MAYOR of London Ken Livingstone announced on June 19 that 50:50 joint venture MTR Laing had been selected to operate a 107 km network of inner suburban lines under a contract to be signed on July 2. The contract will last for seven years from November 11 2007, with an extension of two years if performance targets are met.

MTR operates the Mass Transit Railway in Hong Kong, and has been seeking opportunities to exploit its reputation of efficient operation in Europe the London contract is its first success. The other partner, construction group John Laing, won the Chiltern Railways franchise in 1996 covering services into the London Marylebone terminus, and currently holds one of only two 20 year franchises in the UK.

The network covered by the new contract, to be known as London Overground because it will complement the Underground, which is also managed by Transport for London under the Mayor's control, has two elements.

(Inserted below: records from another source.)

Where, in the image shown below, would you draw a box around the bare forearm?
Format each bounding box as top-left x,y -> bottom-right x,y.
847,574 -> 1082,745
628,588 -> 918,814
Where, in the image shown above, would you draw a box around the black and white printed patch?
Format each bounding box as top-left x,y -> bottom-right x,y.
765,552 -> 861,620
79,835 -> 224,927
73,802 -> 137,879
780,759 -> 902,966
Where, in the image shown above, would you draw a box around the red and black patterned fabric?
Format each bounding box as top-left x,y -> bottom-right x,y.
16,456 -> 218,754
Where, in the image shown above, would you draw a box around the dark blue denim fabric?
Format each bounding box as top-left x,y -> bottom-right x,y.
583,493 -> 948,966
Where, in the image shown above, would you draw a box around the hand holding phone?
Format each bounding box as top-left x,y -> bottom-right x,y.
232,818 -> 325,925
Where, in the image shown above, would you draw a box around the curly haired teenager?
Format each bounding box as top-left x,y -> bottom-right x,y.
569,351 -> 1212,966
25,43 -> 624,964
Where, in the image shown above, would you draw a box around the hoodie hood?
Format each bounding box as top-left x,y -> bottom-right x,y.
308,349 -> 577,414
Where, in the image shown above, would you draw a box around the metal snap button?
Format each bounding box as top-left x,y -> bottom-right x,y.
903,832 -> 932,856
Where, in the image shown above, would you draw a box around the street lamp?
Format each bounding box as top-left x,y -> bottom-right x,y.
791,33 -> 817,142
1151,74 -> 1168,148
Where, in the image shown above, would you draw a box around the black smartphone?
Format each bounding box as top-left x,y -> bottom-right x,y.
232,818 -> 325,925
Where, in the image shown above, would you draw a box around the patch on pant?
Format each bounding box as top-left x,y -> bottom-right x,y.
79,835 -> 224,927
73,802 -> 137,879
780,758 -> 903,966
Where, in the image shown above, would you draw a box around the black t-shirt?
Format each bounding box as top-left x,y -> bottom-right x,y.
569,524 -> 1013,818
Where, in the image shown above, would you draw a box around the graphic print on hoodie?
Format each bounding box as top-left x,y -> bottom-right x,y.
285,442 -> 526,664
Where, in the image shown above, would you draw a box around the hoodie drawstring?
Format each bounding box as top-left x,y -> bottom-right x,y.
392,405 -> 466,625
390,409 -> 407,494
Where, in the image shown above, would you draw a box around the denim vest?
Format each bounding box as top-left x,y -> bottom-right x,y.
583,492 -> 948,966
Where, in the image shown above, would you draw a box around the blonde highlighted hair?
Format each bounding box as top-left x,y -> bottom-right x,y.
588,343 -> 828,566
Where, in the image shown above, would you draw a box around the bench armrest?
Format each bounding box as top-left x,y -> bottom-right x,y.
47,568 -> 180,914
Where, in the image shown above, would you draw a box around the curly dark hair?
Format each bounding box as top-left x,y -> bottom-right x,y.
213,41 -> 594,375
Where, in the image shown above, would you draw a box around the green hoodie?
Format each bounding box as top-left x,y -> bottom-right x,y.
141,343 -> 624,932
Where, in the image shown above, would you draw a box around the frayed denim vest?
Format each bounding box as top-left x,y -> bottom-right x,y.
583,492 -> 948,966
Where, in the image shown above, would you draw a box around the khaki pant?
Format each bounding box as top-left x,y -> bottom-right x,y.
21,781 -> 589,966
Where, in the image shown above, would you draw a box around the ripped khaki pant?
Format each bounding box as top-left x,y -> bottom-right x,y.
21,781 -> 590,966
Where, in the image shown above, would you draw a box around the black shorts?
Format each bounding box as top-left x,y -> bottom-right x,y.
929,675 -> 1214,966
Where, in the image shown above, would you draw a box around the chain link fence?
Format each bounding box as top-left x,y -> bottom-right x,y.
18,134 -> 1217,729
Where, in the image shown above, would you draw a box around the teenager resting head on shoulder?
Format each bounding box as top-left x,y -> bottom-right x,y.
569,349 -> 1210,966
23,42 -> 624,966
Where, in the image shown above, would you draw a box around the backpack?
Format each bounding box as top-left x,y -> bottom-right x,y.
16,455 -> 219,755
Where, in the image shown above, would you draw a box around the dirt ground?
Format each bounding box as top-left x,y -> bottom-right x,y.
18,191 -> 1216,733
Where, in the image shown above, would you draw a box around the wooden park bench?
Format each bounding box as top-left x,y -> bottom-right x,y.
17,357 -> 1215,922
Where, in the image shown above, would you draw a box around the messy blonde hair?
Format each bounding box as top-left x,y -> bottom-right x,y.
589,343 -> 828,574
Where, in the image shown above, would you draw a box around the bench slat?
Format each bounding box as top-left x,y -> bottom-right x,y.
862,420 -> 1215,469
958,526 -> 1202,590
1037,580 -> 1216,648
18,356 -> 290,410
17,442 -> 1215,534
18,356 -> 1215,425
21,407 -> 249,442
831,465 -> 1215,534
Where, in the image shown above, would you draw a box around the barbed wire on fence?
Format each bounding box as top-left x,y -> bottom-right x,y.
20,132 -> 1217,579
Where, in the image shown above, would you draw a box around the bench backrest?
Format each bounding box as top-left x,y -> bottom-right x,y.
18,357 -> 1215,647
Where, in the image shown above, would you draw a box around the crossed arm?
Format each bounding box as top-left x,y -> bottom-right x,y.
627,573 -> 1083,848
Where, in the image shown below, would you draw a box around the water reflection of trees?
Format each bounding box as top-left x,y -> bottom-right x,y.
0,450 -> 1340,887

Already in operation are four mainly orbital services currently known as Silverlink Metro, part of a franchise held by National Express Group. They are Richmond - Stratford, Gospel Oak - Barking, Willesden Junction - Clapham Junction and Euston - Watford locals. They will be known collectively as the North London Railway and use track owned and maintained by Network Rail.

The second service group, still under construction for completion at £1bn in 2010, will be known as the East London Railway. The core will be the Underground's East London Line, extended at both ends over Network Rail infrastructure.

Many existing inner London stations are run down, and MTR Laing is expected to bring them up to Underground standards with staff on duty during traffic hours. The Mayor intends to extend the Overground by taking over other routes in due course.

TfL has ordered 24 dual-voltage three-car EMUs from Bombardier to replace all the 1970s Silverlink Metro trains from 2009, and 20 four-car 750 V DC EMUs for East London services at a total cost of £223m. New DMUs will be purchased for Gospel Oak - Barking, which is not electrified.